Strictly speaking, the general process of absorbing light and re-emitting light of a different wavelength is called photo-luminescence.

During photo-luminescence, molecules absorb light and become ‘photo-excited’; some of the electrons within the molecule absorb the energy from the light and jump up to higher energy orbitals, to put the molecule into an excited state. Before the light is re-emitted from the molecule, it usually finds other ways to ‘relax’ to a lower energy state, and finally emits light (photons), to jump back down to the ground state. The wavelength of light that is absorbed and emitted corresponds to the energy gap that the molecule jumps across.


Fluorescence is one particular type of luminescence, in which this process occurs very quickly. After a molecule has absorbed energy from the light and has become excited, fluorescence occurs within a few nanoseconds (10-9 s); therefore you can only see the fluorescence when the excitation source (i.e. the UV Lamp) is switched on. The word fluorescence was coined in the 1850s, from the mineral fluorite, or fluorspar. Fluorite is a mineral form of CaF2 and many fluorites fluoresce due to the presence of impurities in the crystal structure.

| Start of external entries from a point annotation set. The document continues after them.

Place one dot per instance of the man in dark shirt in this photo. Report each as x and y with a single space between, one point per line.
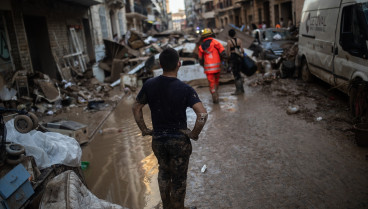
168 99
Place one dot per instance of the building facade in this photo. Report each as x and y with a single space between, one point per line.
108 19
38 33
179 20
247 12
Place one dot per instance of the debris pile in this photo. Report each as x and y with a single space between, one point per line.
138 55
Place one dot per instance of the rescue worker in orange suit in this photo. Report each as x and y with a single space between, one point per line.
209 53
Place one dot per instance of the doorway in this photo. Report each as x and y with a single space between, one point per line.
89 43
266 11
286 11
277 14
39 45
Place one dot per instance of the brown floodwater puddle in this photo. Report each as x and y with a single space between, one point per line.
123 169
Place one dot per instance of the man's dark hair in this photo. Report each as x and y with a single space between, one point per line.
232 32
169 59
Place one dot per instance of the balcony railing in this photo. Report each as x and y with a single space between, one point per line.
140 9
224 4
115 3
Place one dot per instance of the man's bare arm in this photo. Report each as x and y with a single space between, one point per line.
138 116
200 122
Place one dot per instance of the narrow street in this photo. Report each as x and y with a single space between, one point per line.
257 156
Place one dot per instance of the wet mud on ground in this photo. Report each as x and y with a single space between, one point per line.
257 156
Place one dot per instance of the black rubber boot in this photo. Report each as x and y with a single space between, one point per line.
215 98
239 87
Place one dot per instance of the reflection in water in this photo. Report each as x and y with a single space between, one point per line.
123 168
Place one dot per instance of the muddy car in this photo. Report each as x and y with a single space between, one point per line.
273 41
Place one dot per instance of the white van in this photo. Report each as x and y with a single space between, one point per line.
333 46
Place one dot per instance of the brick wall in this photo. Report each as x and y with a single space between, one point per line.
298 9
12 40
58 16
24 56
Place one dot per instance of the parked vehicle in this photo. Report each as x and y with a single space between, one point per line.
333 46
274 40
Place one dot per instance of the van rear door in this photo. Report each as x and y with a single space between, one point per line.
317 37
351 44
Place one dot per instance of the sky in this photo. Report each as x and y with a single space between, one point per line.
175 5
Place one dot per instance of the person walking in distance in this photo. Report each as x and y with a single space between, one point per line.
235 51
209 53
168 99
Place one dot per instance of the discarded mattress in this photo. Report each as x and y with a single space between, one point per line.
47 148
67 191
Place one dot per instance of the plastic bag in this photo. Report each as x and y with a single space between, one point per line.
249 66
47 148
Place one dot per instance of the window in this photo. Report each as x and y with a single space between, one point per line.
103 23
351 36
121 25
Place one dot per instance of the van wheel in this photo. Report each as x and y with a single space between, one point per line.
306 75
358 101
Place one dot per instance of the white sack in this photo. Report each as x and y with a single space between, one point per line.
47 148
67 191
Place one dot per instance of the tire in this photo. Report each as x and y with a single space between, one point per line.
34 119
23 124
15 149
357 102
305 73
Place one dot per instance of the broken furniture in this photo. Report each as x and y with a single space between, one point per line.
72 129
15 188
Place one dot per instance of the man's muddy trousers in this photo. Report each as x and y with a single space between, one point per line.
173 155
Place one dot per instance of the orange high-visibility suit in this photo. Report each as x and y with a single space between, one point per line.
210 51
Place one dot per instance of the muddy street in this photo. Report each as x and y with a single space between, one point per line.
257 155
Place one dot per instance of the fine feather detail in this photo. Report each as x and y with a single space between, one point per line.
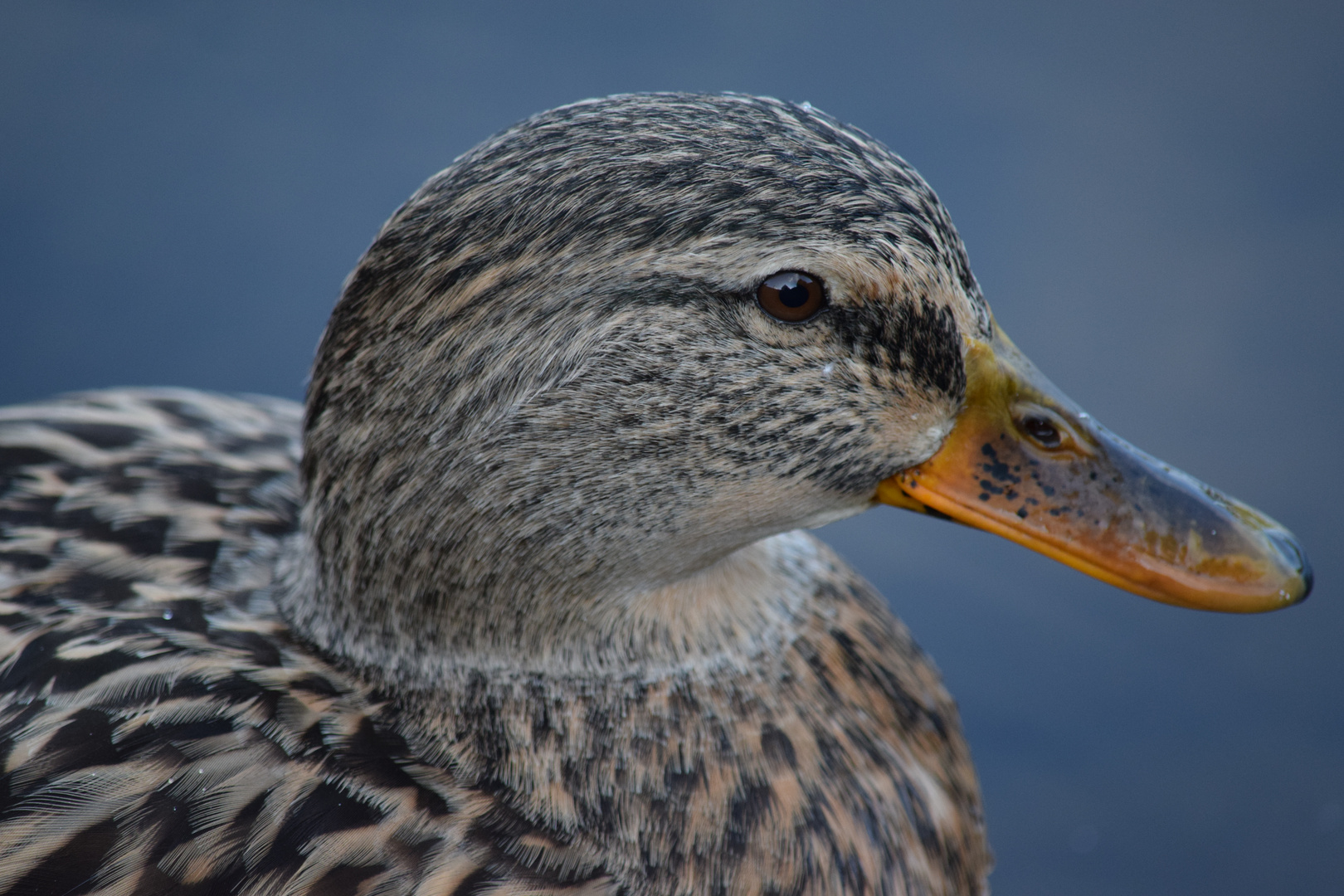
163 733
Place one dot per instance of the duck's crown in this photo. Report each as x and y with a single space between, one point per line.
552 392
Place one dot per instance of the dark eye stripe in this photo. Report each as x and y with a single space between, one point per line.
791 296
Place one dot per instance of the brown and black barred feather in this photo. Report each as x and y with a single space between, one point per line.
162 733
530 617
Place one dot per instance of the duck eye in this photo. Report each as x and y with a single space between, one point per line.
1042 430
791 296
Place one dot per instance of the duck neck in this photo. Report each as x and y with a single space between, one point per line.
724 616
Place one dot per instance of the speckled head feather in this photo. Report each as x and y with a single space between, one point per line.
543 624
548 387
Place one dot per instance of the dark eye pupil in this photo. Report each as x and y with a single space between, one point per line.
793 296
1042 430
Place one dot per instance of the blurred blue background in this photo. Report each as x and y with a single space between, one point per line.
1153 201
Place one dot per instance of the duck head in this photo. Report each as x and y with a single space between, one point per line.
611 349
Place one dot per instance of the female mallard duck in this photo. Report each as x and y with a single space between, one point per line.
530 611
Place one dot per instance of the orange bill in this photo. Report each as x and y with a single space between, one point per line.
1025 462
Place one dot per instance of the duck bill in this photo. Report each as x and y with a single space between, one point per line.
1025 462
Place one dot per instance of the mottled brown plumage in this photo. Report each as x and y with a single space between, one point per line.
527 613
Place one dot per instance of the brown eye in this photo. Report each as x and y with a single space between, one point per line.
791 296
1043 430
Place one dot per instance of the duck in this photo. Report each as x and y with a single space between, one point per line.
522 601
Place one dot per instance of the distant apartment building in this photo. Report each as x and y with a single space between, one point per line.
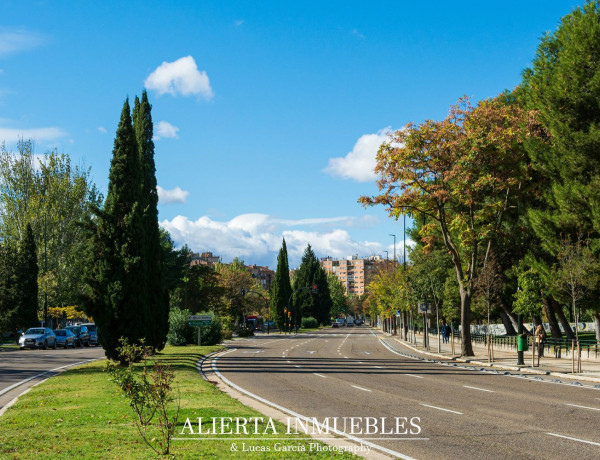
355 273
264 275
205 258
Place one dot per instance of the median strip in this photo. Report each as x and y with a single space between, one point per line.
360 388
479 389
583 407
574 439
441 408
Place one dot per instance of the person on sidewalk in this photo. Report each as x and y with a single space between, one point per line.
540 337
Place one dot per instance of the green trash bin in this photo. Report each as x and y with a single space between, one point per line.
522 344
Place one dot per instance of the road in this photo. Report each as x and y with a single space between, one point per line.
19 365
462 412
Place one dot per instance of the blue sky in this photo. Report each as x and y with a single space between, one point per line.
268 114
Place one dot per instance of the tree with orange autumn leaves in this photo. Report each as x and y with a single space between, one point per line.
462 173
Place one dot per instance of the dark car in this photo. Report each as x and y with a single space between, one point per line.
64 338
82 336
93 331
37 337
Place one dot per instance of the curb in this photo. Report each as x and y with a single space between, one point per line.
498 366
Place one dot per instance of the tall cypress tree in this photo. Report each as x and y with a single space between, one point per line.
156 299
117 293
27 283
307 303
281 288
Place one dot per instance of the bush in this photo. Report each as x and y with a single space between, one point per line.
182 334
179 332
309 323
245 333
213 334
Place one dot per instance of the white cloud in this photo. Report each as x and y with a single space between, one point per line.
165 130
171 196
256 238
11 135
16 40
361 161
180 77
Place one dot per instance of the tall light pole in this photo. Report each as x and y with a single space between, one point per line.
404 243
394 246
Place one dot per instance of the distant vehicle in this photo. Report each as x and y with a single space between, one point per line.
93 331
37 337
82 336
64 338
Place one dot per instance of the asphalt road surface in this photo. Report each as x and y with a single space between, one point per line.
20 369
462 412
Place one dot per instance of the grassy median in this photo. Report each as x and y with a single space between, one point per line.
81 414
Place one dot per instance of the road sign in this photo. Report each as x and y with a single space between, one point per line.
199 320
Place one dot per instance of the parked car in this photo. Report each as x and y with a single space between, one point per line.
82 336
64 338
37 337
93 331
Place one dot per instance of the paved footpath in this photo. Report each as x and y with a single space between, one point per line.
506 358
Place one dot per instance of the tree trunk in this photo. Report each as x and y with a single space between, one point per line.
552 321
563 320
465 320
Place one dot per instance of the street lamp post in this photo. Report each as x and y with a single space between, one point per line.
391 234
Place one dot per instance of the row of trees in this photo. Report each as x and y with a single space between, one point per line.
506 193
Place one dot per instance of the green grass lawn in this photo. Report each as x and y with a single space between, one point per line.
81 414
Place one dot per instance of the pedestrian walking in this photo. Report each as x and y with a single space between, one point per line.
540 337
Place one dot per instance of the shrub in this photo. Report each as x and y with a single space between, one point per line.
179 332
309 323
245 333
213 334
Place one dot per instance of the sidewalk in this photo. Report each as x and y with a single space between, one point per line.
506 358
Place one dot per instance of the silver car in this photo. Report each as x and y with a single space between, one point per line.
37 337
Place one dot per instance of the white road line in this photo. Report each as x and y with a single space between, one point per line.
441 408
304 418
583 407
574 439
360 388
480 389
15 385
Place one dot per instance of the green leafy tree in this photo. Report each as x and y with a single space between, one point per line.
339 301
463 173
563 87
305 301
55 198
116 278
8 288
27 282
281 288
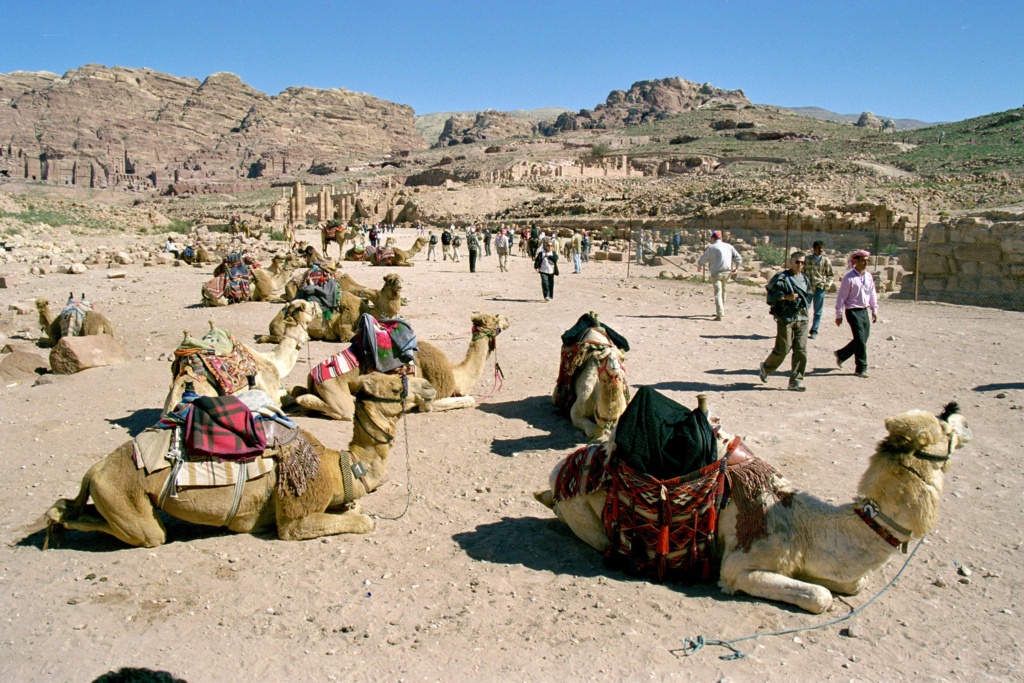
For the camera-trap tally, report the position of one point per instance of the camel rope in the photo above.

Other types of luminescence, such as phosphorescence, occur much more slowly. Phosphorescent materials are used in ‘glow in the dark’ paint and stars; with these materials, they absorb light and become photo-excited, and then emit light long after the absorption process, and therefore the luminescence can be seen after the light has been switched off.
Luminescent materials have many applications, and thus their development is an ongoing area of research in science. We use fluorescent light bulbs in the home, optical brighteners in our washing powder, luminescent materials in plasma TV screens, and luminescent inks in bank notes, stamps, cheques, and driving licenses, as anti-counterfeit measures.